Dicha iniciativa fue bien acogida por muchos vecinos. La posibilidad de intervenir, preguntar y no convertir las reuniones en la mera exposición de un tema, han hecho que  la gente se haya ido integrando en un grupo en el que se han sentido acogidos y queridos por todos, en el cual cada uno ha podido ir creciendo en la fe y en el conocimiento de las distintas materias que a lo largo de los años se han ido impartiendo.

En San Juan de los Reyes nuestro grupo de Misión en Cava Alta, 3,  se ha convertido en uno más junto a los de Catequesis, Legión de María o grupos  matrimoniales. Tras los misioneros de San Vicente de Paul, nuestro grupo lo ha dirigido siempre un Padre Franciscano.

Han sido muy enriquecedores los testimonios de muchas personas que han pasado por el grupo. Algunos han fallecido, otros están en residencias o han cambiado de población.

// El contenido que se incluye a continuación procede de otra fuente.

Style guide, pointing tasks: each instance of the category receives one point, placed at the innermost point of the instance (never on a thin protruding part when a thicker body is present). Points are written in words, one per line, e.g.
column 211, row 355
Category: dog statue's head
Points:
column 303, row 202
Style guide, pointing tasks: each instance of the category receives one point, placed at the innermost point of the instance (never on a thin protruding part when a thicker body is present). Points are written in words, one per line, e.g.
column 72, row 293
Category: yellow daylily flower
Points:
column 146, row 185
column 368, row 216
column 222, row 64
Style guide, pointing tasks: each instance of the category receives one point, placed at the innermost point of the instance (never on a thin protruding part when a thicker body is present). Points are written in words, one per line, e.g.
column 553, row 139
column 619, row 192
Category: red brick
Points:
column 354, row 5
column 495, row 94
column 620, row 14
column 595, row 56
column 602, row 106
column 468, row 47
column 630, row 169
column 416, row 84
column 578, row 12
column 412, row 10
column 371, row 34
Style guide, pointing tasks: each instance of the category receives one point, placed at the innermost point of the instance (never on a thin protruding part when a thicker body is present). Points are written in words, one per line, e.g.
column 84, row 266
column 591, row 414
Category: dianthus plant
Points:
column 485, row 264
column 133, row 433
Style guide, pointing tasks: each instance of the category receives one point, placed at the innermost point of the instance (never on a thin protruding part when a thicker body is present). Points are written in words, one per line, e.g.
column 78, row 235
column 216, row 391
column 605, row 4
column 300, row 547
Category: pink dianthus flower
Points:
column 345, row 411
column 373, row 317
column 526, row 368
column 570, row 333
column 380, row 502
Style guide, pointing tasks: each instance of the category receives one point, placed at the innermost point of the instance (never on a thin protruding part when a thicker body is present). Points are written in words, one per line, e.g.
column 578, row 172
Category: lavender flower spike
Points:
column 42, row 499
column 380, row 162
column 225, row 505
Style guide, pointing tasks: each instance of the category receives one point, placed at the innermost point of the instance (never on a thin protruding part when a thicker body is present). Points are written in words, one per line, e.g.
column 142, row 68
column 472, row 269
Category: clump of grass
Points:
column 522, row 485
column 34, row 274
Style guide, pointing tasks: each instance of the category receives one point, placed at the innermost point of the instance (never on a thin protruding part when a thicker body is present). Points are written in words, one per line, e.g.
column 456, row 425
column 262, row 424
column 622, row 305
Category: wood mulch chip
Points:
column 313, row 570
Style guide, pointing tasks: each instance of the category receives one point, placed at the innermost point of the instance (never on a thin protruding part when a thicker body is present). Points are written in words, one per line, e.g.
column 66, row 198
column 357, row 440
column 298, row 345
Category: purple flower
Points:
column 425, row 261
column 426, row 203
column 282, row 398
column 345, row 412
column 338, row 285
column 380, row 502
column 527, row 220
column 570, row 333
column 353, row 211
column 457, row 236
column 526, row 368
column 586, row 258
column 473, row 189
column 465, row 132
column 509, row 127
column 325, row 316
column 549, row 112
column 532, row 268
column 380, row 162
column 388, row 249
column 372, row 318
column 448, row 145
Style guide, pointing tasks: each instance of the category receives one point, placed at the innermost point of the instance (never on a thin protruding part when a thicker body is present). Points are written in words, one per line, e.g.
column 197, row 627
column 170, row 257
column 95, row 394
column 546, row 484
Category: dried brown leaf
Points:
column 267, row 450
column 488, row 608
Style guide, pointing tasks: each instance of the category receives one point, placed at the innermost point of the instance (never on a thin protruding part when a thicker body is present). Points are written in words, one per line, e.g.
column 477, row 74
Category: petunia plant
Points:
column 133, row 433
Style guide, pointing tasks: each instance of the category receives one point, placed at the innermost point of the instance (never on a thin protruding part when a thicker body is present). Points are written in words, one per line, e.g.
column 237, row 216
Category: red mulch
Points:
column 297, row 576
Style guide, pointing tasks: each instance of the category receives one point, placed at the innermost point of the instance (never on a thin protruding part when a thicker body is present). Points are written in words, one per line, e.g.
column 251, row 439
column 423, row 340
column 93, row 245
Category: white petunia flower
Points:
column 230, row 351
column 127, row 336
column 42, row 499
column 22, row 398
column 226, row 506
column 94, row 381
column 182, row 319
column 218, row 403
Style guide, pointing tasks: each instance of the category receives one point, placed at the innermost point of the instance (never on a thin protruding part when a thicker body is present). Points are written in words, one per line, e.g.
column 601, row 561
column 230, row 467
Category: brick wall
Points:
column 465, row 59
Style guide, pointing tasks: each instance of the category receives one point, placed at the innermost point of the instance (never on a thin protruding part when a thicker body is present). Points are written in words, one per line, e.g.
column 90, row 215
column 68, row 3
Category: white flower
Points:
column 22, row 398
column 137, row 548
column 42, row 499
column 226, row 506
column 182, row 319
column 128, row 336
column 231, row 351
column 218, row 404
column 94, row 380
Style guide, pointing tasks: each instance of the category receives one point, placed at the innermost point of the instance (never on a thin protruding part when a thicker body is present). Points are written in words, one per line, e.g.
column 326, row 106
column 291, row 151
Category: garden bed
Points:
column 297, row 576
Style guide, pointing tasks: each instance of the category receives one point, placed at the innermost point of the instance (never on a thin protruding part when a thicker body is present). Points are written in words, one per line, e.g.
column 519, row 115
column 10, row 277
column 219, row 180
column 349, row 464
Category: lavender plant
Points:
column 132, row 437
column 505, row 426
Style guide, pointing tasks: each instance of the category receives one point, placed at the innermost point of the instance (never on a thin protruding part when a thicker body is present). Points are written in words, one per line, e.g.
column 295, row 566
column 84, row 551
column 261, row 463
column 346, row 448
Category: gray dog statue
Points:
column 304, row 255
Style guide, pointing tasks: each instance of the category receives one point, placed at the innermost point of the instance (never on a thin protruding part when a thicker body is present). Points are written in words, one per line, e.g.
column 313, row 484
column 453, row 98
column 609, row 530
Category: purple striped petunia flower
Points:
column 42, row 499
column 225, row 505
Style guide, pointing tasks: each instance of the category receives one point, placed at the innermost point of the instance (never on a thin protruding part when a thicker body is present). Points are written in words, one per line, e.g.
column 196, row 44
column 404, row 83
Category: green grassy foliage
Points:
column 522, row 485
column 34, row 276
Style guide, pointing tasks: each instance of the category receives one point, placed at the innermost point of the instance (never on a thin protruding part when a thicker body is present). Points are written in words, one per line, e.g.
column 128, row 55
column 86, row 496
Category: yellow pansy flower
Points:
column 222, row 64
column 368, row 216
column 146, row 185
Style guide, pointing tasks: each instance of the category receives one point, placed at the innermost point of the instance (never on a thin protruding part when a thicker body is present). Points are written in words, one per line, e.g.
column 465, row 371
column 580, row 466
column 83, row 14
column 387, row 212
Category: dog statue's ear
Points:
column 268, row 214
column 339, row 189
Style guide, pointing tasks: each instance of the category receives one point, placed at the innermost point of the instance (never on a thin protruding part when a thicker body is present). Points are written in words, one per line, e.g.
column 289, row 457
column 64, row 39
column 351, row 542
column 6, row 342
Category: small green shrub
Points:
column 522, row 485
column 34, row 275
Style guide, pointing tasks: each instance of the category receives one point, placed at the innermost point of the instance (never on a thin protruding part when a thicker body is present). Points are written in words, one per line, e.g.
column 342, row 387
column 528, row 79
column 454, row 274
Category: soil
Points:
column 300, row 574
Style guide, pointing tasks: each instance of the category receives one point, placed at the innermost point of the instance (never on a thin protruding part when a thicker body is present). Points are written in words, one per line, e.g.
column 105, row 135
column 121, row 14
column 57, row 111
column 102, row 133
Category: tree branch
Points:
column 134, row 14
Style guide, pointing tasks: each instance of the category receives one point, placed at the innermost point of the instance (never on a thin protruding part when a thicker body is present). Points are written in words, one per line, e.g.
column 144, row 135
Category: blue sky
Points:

Dentro de lo que es la formación en cada curso se han ido viendo temas como el estudio de los Sacramentos, las Cartas de San Pablo, los planes pastorales o las dificultades con que se encuentra la evangelización en nuestros días y como cada uno en su ámbito diario debemos ser sal y luz del Evangelio dejando que sea el Señor quien multiplique lo que en apariencia nos puede parecer no tenga ningún efecto en los demás.

Son ya veinte años en los que, como  decíamos, el grupo ha ido perdiendo miembros pero también se han ido incorporando otros nuevos. Aunque es un grupo reducido es el Señor y la Virgen María, nuestra Madre, quienes están en el centro del mismo y hacen que cada año afrontemos el curso con ganas de formarnos y crecer en el amor y la amistad con los demás.

A lo largo del curso, en el mes de diciembre y al final del mismo celebramos la eucaristía en un ambiente fraterno y participando todos los componentes  muy activamente en todas las partes de la misa, con cantos, preces, comentario de las lecturas o acción de gracias. Únicamente en estas dos fechas y como excepción a aquellas reglas iniciales, tras la celebración de la Eucaristía se sacan y comparten unas migas y otras viandas  y bebidas traídas por los  participantes para celebrar la Navidad y el final de curso.

Damos gracias a Dios por el privilegio de poder reunirnos cada año con la dirección comprometida de un Padre Franciscano sin cuya aportación no hubiera sido posible este Grupo de Misión.